Je ne te connais pas.
Ma vie n’est qu’un outrage.

Tu marches lentement, poussant du pied le sable

En gerbes fleurissant des paillettes effaçables.

Je te revois encore, riant avec les mouettes,

En écartant les bras pour cueillir le vent,

Laissant sur ta peau nue courir imparfaite

La pensée d’un amour avec moi estivant.

Je te revois encore courbé vers la marre

Scrutant le coquillage, des marées, survivant,

Et cherchant à point d’heure, accroché sous le phare,

La lumière d’argent venue de mon levant.

Je te revois géant haranguant les dieux mêmes,

Tourné vers l’horizon, et vomissant  tes flancs,

Hurlant au ciel, aux flots, les mots de ton poème,

Toujours lourd et tendu…époustouflant.

Je te revois ce soir, au seuil de mon rêve.

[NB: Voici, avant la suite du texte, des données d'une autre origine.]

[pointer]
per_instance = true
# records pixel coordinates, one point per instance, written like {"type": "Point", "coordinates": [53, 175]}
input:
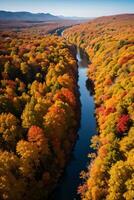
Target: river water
{"type": "Point", "coordinates": [67, 189]}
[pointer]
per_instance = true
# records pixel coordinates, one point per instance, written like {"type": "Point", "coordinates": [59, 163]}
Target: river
{"type": "Point", "coordinates": [67, 189]}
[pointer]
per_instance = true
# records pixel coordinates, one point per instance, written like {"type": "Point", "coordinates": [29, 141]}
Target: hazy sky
{"type": "Point", "coordinates": [81, 8]}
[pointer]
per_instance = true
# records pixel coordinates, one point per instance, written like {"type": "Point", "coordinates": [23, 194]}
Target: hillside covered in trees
{"type": "Point", "coordinates": [109, 43]}
{"type": "Point", "coordinates": [38, 118]}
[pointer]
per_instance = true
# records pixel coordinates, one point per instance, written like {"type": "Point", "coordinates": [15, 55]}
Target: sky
{"type": "Point", "coordinates": [79, 8]}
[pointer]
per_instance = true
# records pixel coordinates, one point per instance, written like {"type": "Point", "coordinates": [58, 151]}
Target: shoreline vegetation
{"type": "Point", "coordinates": [109, 43]}
{"type": "Point", "coordinates": [38, 119]}
{"type": "Point", "coordinates": [39, 98]}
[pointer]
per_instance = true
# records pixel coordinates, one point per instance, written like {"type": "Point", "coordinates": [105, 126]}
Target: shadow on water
{"type": "Point", "coordinates": [67, 188]}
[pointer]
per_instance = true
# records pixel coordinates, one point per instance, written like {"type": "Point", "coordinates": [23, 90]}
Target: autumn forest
{"type": "Point", "coordinates": [41, 108]}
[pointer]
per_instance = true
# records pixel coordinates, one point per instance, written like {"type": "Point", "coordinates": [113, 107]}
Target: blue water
{"type": "Point", "coordinates": [67, 189]}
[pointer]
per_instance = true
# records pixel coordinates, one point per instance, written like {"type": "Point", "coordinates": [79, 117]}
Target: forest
{"type": "Point", "coordinates": [38, 118]}
{"type": "Point", "coordinates": [109, 43]}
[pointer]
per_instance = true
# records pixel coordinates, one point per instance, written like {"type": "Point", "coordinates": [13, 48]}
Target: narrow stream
{"type": "Point", "coordinates": [67, 189]}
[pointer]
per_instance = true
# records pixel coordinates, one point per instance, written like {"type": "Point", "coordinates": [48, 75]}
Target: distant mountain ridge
{"type": "Point", "coordinates": [8, 15]}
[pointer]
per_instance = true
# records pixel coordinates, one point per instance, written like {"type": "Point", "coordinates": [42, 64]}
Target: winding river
{"type": "Point", "coordinates": [67, 189]}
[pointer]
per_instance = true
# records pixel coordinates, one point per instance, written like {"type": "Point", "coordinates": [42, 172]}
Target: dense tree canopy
{"type": "Point", "coordinates": [38, 119]}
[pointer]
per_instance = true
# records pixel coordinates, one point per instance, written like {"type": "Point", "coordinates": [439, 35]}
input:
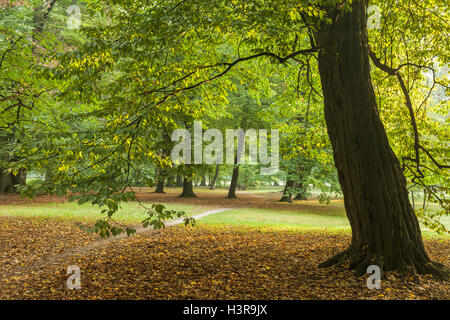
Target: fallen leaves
{"type": "Point", "coordinates": [216, 263]}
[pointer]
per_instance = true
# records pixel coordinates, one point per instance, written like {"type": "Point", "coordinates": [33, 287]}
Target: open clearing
{"type": "Point", "coordinates": [261, 253]}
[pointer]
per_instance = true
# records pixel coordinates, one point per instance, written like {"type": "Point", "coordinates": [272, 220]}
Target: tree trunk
{"type": "Point", "coordinates": [179, 181]}
{"type": "Point", "coordinates": [233, 184]}
{"type": "Point", "coordinates": [8, 181]}
{"type": "Point", "coordinates": [385, 229]}
{"type": "Point", "coordinates": [188, 189]}
{"type": "Point", "coordinates": [203, 181]}
{"type": "Point", "coordinates": [212, 185]}
{"type": "Point", "coordinates": [300, 194]}
{"type": "Point", "coordinates": [160, 184]}
{"type": "Point", "coordinates": [170, 181]}
{"type": "Point", "coordinates": [287, 191]}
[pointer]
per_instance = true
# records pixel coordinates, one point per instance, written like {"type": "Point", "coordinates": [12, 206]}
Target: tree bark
{"type": "Point", "coordinates": [287, 196]}
{"type": "Point", "coordinates": [160, 183]}
{"type": "Point", "coordinates": [212, 185]}
{"type": "Point", "coordinates": [233, 184]}
{"type": "Point", "coordinates": [179, 181]}
{"type": "Point", "coordinates": [300, 194]}
{"type": "Point", "coordinates": [385, 229]}
{"type": "Point", "coordinates": [203, 181]}
{"type": "Point", "coordinates": [188, 189]}
{"type": "Point", "coordinates": [8, 181]}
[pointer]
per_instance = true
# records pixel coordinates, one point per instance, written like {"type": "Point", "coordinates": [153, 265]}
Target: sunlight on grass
{"type": "Point", "coordinates": [291, 221]}
{"type": "Point", "coordinates": [130, 212]}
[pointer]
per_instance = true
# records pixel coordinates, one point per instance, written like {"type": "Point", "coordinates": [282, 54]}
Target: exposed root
{"type": "Point", "coordinates": [359, 261]}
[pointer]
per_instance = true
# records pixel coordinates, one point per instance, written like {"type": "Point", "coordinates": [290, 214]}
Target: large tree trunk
{"type": "Point", "coordinates": [188, 189]}
{"type": "Point", "coordinates": [385, 229]}
{"type": "Point", "coordinates": [287, 196]}
{"type": "Point", "coordinates": [212, 185]}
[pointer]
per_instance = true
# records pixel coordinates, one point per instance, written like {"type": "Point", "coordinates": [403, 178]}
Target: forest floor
{"type": "Point", "coordinates": [204, 262]}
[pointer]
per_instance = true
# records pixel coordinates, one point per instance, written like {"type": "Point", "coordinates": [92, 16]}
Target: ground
{"type": "Point", "coordinates": [270, 252]}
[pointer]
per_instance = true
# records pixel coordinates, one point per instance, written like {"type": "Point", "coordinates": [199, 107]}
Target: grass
{"type": "Point", "coordinates": [130, 212]}
{"type": "Point", "coordinates": [332, 221]}
{"type": "Point", "coordinates": [264, 219]}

Où seras tu demain ? Peut être encore ici ?

Tu vis et tu dessines en mon ventre un lacis

Que la mer sans détours ramène sur ma grève.

Je te revois jamais et toujours et encore,

Construisant la demeure où j’habite à plein temps,

Je cours après les jours arrogants  de la mort,

Et je cours après toi, l’image de mon néant.